Simpósio – Mulheres, femininos e feminicídios – 1ª parte – 16/03

DIA 16/03 – Sábado às 10h
ENTRADA FRANCA

Simpósio – Mulheres, femininos e feminicídios – 1ª parte

Gênero e violência: formas de poder e disputa de sentidos

Adriana Vianna – Antropóloga, professora do Programa de Pós-graduação em Antropologia Social do Museu Nacional, UFRJ. Desenvolve e orienta pesquisas nas áreas de gênero, família, violência, processos de Estado e moralidades.
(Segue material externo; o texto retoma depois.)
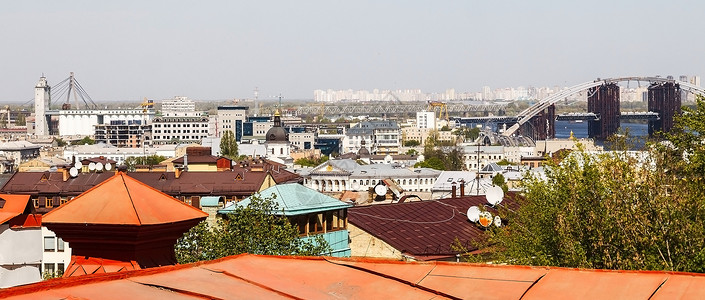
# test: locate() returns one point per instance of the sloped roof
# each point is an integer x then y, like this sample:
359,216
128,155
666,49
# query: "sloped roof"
295,199
492,167
12,206
286,277
423,229
123,200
O objetivo desta apresentação é discutir modos através dos quais as relações de gênero estão sempre estreitamente conectadas a experiências, definições e disputas políticas em torno da violência. E, de modo semelhante, em que medida não é possível pensar a produção de políticas voltadas de algum modo às questões em torno da violência sem considerar nelas a dimensão fundante do gênero. Para efeitos desta discussão, considera-se assim, o feminicídio em sua especificidade, mas também enquanto parte de processos sociais mais diversos, cotidianos e capilares que entrelaçam gênero, violência e política.
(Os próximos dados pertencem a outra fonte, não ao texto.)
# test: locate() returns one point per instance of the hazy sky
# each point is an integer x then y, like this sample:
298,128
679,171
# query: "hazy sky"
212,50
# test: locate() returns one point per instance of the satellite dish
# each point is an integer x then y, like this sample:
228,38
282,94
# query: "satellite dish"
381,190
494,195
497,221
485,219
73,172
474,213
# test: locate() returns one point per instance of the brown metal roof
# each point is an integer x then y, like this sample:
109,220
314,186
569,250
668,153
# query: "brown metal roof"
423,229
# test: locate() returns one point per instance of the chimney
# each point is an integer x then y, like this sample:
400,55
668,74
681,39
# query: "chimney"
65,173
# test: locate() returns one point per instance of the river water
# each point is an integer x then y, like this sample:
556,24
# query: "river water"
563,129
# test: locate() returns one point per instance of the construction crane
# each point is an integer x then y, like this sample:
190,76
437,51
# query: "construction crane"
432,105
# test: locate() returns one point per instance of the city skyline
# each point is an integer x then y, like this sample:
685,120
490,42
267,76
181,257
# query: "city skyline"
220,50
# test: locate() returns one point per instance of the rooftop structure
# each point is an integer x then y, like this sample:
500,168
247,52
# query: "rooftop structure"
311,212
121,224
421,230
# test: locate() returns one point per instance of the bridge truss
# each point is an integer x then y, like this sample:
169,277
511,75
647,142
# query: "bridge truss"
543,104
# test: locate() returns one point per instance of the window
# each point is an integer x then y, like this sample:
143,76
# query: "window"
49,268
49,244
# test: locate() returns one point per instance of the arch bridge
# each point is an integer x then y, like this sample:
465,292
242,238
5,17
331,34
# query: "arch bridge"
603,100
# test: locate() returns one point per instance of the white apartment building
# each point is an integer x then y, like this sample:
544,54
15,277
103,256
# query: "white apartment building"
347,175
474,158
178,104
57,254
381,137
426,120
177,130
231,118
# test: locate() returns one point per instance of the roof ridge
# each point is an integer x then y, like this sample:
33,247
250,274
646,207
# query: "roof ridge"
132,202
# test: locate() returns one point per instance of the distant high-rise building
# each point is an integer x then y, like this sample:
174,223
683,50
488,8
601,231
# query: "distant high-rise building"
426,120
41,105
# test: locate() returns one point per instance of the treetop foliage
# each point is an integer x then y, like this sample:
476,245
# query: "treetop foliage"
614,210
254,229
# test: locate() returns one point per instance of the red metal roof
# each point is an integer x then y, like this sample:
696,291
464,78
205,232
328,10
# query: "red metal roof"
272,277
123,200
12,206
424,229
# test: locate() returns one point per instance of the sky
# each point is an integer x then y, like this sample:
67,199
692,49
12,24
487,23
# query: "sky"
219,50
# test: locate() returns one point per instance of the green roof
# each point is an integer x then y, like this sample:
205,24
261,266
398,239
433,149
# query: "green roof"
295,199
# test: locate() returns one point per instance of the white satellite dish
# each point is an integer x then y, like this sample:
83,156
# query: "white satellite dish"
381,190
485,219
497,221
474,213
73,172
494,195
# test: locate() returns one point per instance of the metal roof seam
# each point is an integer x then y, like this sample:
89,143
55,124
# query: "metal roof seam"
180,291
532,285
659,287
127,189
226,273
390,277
“Mães nervosas”. Raiva e agressão no terreno amoroso da maternidade

Camila Fernandes – Doutora pelo Programa de Pós-graduação em Antropologia Social-Museu Nacional/UFRJ. Pesquisadora do NUSEX (PPGAS/MN) e LACED (PPGAS/MN).

A maternidade enquanto representação coletiva se situa num terreno repleto de ambivalências. Se por um lado, temos um farto imaginário sobre devoção, sacrifício e amorosidade maternal, por outro, temos sentimentos de ódio, nervoso e cansaço igualmente presentes. Entretanto, enquanto os sentimentos “positivos” são bem veiculados socialmente, as expressões “negativas” da maternidade são ora censuradas, abafadas ou dignas de escrutínio público. A partir do trabalho de campo realizado com mulheres moradoras de favela, busco pensar sobre a raiva e o nervoso que mulheres pobres vivenciam em relação aos seus filhos.

“Quem ama não mata”

Carla Rodrigues – Professora do Departamento de Filosofia da UFRJ, pesquisadora da Faperj.
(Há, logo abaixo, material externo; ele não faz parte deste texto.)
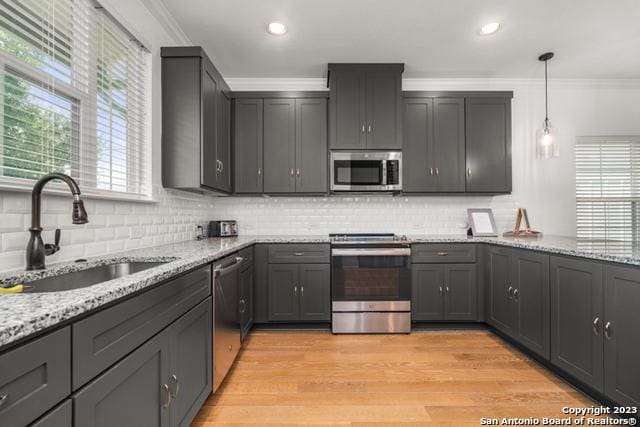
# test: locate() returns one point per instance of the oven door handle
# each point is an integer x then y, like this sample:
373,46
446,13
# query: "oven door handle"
371,252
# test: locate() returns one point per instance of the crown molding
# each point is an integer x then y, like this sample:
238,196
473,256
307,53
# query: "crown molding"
167,21
462,84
O combate a violência contra mulher é uma pauta histórica do feminismo, remonta ao final da década de 1970. Os feminismos e suas diversas correntes estabeleceram diferentes estratégias de enfrentamento da violência, o mais recente deles é o agravante penal do feminicídio. Por que nos matam é a questão que essa apresentação vai perseguir.